TAKING CHILDREN OUT-
Taking children to museums, exhibitions, zoos, sports events, factories, dairies, circuses, amusement parks and beaches can be enormously rewarding both to the children and to their parents. Children` s curiosity and their desire to master new experiences are intense.
They talk about new events in their lives and reenact them in their play for days and weeks afterward. This is how they learn and mature.
New experiences for children are exciting for parents too because they can share in their children` s delight and can relive the best days of their own childhood.
Children keep parents young and lively. When excursions go well, the love and companionship between children and parents are heightened. But there can be strains that turn excursions sour. New experiences are more tiring than familiar ones, particularly for small children. It` s hard for parents to make allowances for this. Most adults when visiting a museum or zoo would like to see it all, at least briefly to make sure they have not missed anything especially appealing but they can protect themselves by quickly ignoring what doesn` t interest them.

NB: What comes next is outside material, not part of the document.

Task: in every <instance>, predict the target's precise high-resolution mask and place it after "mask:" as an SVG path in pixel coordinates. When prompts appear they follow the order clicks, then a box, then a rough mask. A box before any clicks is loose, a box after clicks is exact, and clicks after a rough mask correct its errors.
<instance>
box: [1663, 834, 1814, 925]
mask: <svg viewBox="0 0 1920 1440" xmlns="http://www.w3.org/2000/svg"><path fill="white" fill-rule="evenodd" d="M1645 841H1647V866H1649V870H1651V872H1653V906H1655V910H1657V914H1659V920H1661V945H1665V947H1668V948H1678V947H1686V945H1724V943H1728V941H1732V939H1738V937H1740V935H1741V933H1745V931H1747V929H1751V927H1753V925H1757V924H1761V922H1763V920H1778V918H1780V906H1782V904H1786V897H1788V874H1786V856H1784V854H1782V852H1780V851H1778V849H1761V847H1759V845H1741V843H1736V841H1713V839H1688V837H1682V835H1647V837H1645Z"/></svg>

Young children cannot be that selective. At a zoo every animal engages their intense interest. Therefore it` s wise for parents to plan in advance to see only part of any exhibition perhaps not more than one and a half hours worth, when they take along preschool children. In this same connection it also is wise though difficult for parents to let children go at their own pace.

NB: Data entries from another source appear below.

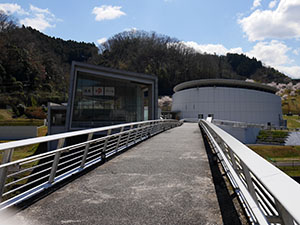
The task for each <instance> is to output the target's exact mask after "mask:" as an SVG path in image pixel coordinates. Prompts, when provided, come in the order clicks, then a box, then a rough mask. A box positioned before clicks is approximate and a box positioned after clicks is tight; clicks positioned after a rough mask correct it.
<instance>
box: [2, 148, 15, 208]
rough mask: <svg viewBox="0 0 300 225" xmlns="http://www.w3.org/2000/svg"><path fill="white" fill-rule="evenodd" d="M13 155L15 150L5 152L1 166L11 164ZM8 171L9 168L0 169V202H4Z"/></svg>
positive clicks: (2, 168) (2, 157)
mask: <svg viewBox="0 0 300 225" xmlns="http://www.w3.org/2000/svg"><path fill="white" fill-rule="evenodd" d="M13 153H14V149H13V148H11V149H6V150H4V152H3V155H2V161H1V165H3V164H5V163H9V162H10V161H11V159H12V155H13ZM7 170H8V167H3V168H1V169H0V202H1V200H2V194H3V192H4V186H5V182H6V176H7Z"/></svg>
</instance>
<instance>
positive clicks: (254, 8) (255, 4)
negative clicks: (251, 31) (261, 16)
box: [251, 0, 261, 9]
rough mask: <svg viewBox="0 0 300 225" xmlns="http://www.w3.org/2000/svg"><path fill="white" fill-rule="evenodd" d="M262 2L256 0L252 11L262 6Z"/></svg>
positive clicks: (251, 8) (252, 5) (252, 7)
mask: <svg viewBox="0 0 300 225" xmlns="http://www.w3.org/2000/svg"><path fill="white" fill-rule="evenodd" d="M260 2H261V0H254V1H253V5H252V8H251V9H255V8H257V7H259V6H261V4H260Z"/></svg>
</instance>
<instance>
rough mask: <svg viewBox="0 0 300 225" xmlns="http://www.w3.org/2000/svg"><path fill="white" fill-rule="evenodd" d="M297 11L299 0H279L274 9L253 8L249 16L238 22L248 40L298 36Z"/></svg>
mask: <svg viewBox="0 0 300 225" xmlns="http://www.w3.org/2000/svg"><path fill="white" fill-rule="evenodd" d="M273 5H274V3H272V4H271V6H273ZM299 11H300V1H299V0H289V1H288V0H281V1H280V3H279V4H278V7H277V8H276V9H275V10H271V9H270V10H255V11H254V12H253V13H251V15H250V16H248V17H244V18H242V19H239V20H238V23H239V24H240V25H241V26H242V29H243V31H244V32H245V33H246V35H247V36H248V39H249V40H250V41H262V40H265V39H267V38H273V39H274V38H300V23H299V21H300V13H299Z"/></svg>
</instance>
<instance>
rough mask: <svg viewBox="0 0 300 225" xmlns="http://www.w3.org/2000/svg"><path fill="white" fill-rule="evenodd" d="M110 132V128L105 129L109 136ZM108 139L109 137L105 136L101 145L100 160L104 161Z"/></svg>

The typical scene at the zoo, for instance, is for the adults having seen enough of the elephants to press on calling back to the child, “ come on hurry up we want to see the giraffe over here” but the child is still lost in wonder at the elephant` s trunk or eating habits, so aim to follow the child rather than pull her.
Adults also tend to keep talking at the child about what impresses them, rather than letting the child find her own interests and then ask questions about them. Children who have the meagerest appetite at home become ravenous when they see hot dogs, ice cream, candy and soda pop at a ball game. Even when the game is over, you are leaving the grandstand and the child will be able to raid the refrigerator at home within fifteen minutes, he insists that this drink or this bag of popcorn is essential to ward off death from thirst or hunger and that the stuff at home won`t do.
The souvenirs which irritate parents because of their trashiness, inappropriateness and expensiveness fill children with longing. The solution in on way can be to give them a fixed sum of money at the start for all souvenirs, rides and food and let them do the balancing of their own desires, that is better than having to argue about each request.